The Constitution does not, however, tolerate institutional devotion to the status quo in admissions policies when such devotion ripens into racial discrimination. Nor does the Constitution countenance the unprecedented deference the Court gives to the Law School, an approach inconsistent with the very concept of "strict scrutiny."
No one would argue that a university could set up a lower general admission standard and then impose heightened requirements only on black applicants. Similarly, a university may not maintain a high admission standard and grant exemptions to favored races. The Law School, of its own choosing, and for its own purposes, maintains an exclusionary admissions system that it knows produces racially disproportionate results. Racial discrimination is not a permissible solution to the self-inflicted wounds of this elitist admissions policy.
The majority upholds the Law School's racial discrimination not by interpreting the people's Constitution, but by responding to a faddish slogan of the cognoscenti. Nevertheless, I concur in part in the Court's opinion.
First, I agree with the Court insofar as its decision, which approves of only one racial classification, confirms that further use of race in admissions remains unlawful.
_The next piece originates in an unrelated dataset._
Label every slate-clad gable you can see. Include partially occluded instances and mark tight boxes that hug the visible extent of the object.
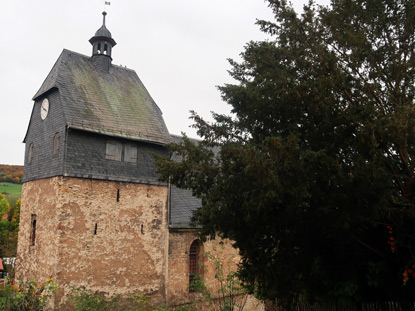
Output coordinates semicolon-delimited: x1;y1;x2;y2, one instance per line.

Second, I agree with the Court's holding that racial discrimination in higher education admissions will be illegal in 25 years. . . . I respectfully dissent from the remainder of the Court's opinion and the judgment, however, because I believe that the Law School's cur-rent use of race violates the Equal Protection Clause and that the Constitution means the same thing today as it will in 300 months.
Unlike the majority, I seek to define with precision the interest being asserted by the Law School before determining whether that interest is so compelling as to justify racial discrimination. The Law School maintains that it wishes to obtain "educational benefits that flow from student body diversity," Brief for Respondents Bollinger et al. 14.
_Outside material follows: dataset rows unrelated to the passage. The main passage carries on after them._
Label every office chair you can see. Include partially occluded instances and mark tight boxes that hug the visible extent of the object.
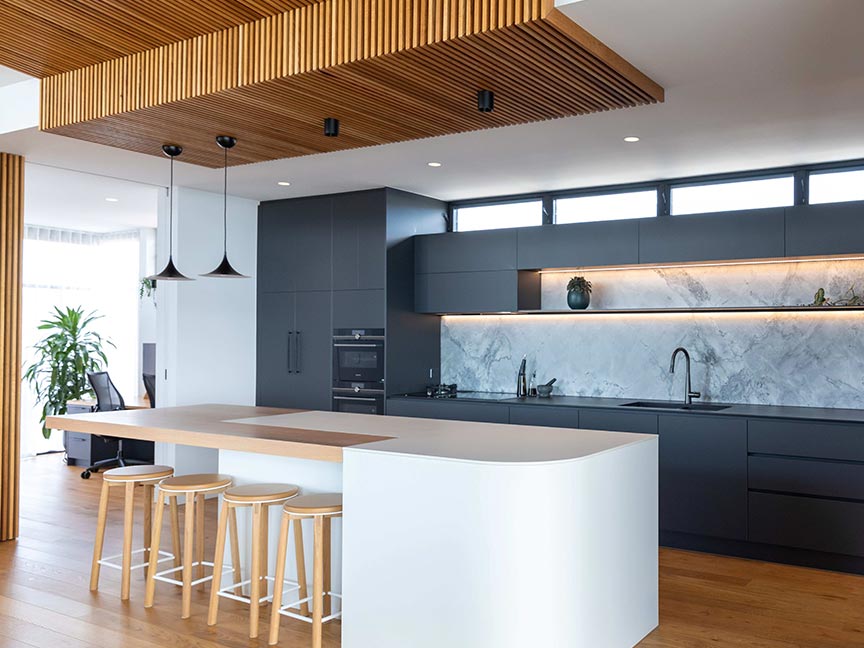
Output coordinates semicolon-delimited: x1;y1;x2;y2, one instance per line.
81;371;147;479
141;374;156;407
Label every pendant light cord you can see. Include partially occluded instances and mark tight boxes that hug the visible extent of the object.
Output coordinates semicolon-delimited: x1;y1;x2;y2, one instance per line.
222;148;228;257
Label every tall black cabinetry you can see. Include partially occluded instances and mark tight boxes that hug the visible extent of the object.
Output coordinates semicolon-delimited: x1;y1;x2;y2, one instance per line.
256;189;446;410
This statement must be evaluated carefully, because it implies that both "diversity" and "educational benefits" are components of the Law School's compelling state interest. Additionally, the Law School's refusal to entertain certain changes in its admissions process and status indicates that the compelling state interest it seeks to validate is actually broader than might appear at first glance.
Undoubtedly there are other ways to "better" the education of law students aside from en-suring that the student body contains a "critical mass" of underrepresented minority students. Attaining "diversity," whatever it means, is the mechanism by which the Law School obtains educational benefits, not an end of itself.
The Law School, however, apparently believes that only a racially mixed student body can lead to the educational benefits it seeks. How, then, is the Law School's interest in these allegedly unique educational "benefits" not simply the forbidden interest in "racial balancing," ante, at 17, that the majority expressly rejects?
The proffered interest that the majority vindicates today, then, is not simply "diversity." Instead the Court upholds the use of racial discrimination as a tool to advance the Law School's interest in offering a marginally superior education while maintaining an elite institution.